|Home | About | Journals | Submit | Contact Us | Français|
A 62-year-old man underwent an orthotopic heart transplantation in 2003 for severe valvular cardiomyopathy with end-stage heart failure. The transplantation was successful and the patient remains free of symptoms. The routine post-transplantation follow-up was uneventful. However, the final coronary angiography in 2008 showed a fistula between the posterior descending artery (PDA) originating from the left circumflex coronary artery (LCX) and the middle cardiac vein (MCV) (Figure 1 and Video 1 show the right anterior oblique cranial view; CS indicates coronary sinus). At physical examination, no systolo-diastolic murmur could be heard on the precordium. The fistula was not present in the previous coronary angiography in 2005. A review of the patient’s previous endomyocardial biopsy specimens showed the presence of a small calibre artery (300 μm to 400 μm in diameter), emphasizing the relationship between the biopsies and this fistula. Figure 2 is a Movat colouration showing the internal and external elastic membrane, confirming that the vessel corresponded to an artery.
Acquired coronary artery fistula is a well-known complication of endomyocardial biopsies with an incidence of up to 8%; such fistulas are only seen in 0.2% of the general population (1).
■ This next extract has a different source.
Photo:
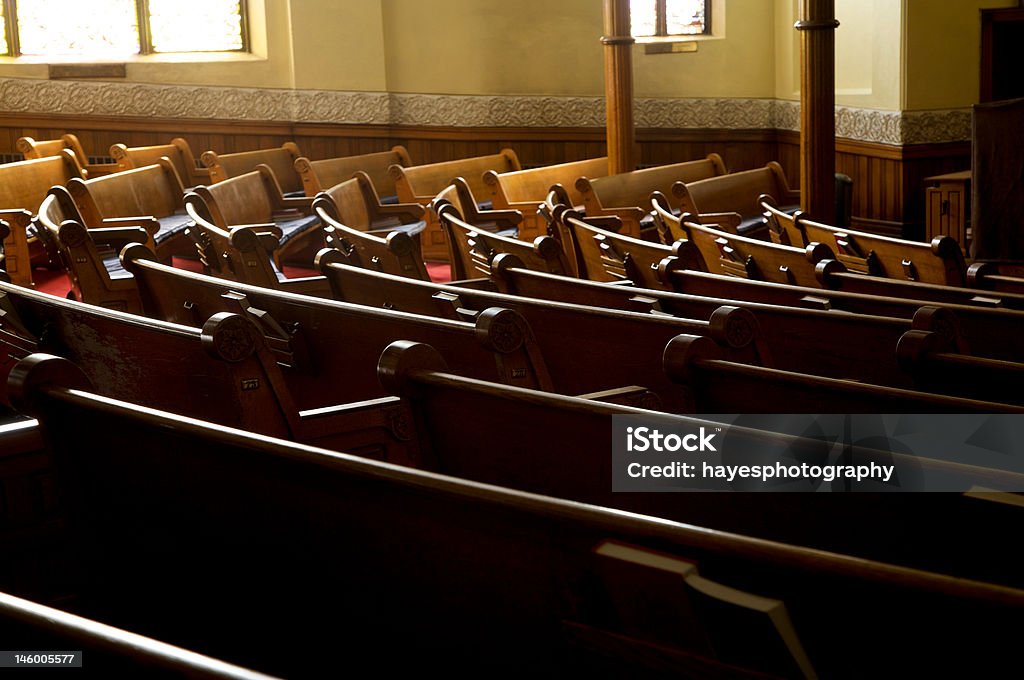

Almost all acquired coronary artery fistulas have been described between the right or left coronary arteries and the right ventricle. Very rare cases involving the cardiac veins have been described (2). Most cases are clinically silent and of no hemodynamic significance. Spontaneous regressions have been reported, and in the absence of symptoms, no therapy is usually recommended. However, percutaneous treatment may be offered if symptoms or significant hemodynamic effects develop (3,4).